How are your teams telling the difference between a real and a faux luxury good in an industry heavily hit by counterfeiting? In other words, how are products authenticated?
Computer vision, machine learning, and our passionate experts! Our experts are the people who can make the call when the tech can’t–sometimes it can come down to how something feels or smells.

What are some of the biggest challenges and opportunities in this luxury resale industry?
Like most businesses, it’s about making it easy and desirable for the customer (reducing barriers to entry, whether they are mental, emotional, physical), and making the operations faster and more cost-effective without compromising on quality.

The RealReal was founded and is well established in the US, have you expanded internationally?
Not yet, we are first and foremost laser focused on solidifying our US presence and operations.

Do you see France as a future big market for luxury resale and for TRR?
Yes, I can see France becoming a big market for luxury resale and some major retailers and brands (Printemps, Bon Marché, Sandro, Petit Bateau. . .) are already going for it! Maybe one day TRR will launch in France, and I would love to open that office!

Can you tell us about your roots and how they have shaped your journey so far and helped define your career path?
My father was born in Morocco and my mother is from Mexico City so I grew up speaking three languages at home. I think this multicultural upbringing infused a deep sense of curiosity in my personality early on and a keen interest in storytelling and human connection that shaped my career path.
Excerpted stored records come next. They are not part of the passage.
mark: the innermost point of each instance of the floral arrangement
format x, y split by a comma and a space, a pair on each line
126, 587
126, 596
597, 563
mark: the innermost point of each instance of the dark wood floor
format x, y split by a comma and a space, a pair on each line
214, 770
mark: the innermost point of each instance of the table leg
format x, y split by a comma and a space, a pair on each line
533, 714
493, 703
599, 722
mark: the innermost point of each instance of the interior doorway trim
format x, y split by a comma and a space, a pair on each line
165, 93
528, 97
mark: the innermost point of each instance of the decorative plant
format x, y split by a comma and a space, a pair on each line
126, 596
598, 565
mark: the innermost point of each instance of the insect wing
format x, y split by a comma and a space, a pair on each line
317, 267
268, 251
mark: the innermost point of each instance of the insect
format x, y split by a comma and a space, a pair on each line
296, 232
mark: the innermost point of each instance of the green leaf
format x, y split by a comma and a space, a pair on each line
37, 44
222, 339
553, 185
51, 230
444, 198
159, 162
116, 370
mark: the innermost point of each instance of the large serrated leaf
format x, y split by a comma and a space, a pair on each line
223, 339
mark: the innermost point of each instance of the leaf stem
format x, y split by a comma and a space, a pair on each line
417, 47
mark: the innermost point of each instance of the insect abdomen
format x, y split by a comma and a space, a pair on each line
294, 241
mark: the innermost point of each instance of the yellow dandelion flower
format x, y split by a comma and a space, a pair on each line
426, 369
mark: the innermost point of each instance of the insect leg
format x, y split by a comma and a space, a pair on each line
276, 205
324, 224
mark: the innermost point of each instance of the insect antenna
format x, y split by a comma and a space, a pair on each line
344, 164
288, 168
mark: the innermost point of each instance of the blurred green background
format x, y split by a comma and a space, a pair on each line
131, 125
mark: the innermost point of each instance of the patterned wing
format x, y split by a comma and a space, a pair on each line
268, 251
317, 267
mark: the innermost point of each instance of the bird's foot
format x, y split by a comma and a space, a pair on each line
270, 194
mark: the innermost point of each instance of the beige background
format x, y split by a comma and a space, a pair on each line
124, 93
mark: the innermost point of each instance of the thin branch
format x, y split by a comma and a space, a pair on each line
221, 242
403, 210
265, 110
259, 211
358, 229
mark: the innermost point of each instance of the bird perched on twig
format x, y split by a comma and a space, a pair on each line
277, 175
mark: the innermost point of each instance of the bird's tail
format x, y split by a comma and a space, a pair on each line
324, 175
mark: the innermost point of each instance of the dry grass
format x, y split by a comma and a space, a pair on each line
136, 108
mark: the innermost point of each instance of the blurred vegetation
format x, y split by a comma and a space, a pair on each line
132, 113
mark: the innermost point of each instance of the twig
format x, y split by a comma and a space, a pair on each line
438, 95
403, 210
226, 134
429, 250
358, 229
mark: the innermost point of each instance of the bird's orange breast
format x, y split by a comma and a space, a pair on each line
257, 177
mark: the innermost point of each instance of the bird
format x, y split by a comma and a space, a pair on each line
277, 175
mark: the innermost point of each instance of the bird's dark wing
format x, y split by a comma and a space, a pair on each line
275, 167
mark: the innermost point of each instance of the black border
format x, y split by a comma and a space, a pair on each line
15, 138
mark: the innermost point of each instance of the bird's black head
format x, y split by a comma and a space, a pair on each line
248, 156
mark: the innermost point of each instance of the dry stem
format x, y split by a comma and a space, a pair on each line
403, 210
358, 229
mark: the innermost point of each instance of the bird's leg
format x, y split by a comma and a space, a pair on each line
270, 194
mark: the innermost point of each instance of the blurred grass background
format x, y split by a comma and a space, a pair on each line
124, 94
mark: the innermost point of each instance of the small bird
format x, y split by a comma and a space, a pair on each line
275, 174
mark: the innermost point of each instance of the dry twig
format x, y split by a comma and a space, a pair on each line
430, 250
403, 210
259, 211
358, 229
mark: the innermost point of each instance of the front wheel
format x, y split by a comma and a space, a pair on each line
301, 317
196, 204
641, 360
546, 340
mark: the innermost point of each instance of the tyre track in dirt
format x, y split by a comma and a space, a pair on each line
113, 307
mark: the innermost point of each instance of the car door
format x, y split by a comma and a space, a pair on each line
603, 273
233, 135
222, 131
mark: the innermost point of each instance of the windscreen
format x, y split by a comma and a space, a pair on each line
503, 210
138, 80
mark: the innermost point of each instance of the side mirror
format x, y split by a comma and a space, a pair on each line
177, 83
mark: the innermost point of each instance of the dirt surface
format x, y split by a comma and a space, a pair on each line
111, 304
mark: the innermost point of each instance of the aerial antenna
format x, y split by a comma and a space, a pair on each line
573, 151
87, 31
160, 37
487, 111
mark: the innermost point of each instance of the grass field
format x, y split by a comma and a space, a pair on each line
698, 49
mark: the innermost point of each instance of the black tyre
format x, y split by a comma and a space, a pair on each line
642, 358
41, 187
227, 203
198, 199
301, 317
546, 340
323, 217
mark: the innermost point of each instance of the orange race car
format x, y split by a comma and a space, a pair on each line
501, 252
What are some of your favorite French brands sold on TRR?
Chanel, bien sûr! I am currently reading Justine Picardie’s biography of Coco Chanel. I am so inspired by Coco, a woman who came from the most dire circumstances and who built a brand with longevity that is so elegant and aspirational to this date. She took women out of corsets and put them into simpler, more comfortable sporty clothes that still looked chic. Her signature jersey was a fabric for men’s underwear!

You have called San Francisco home for the last 17 years. What are some of your favorite French (-inspired) spots in SF?
I love food, so topping my list are Olivier’s Butchery, Tartine and Noe Valley bakery… Zuni for oysters and champagne. Zuni’s bar is not zinc, but its impressive copper bar will do!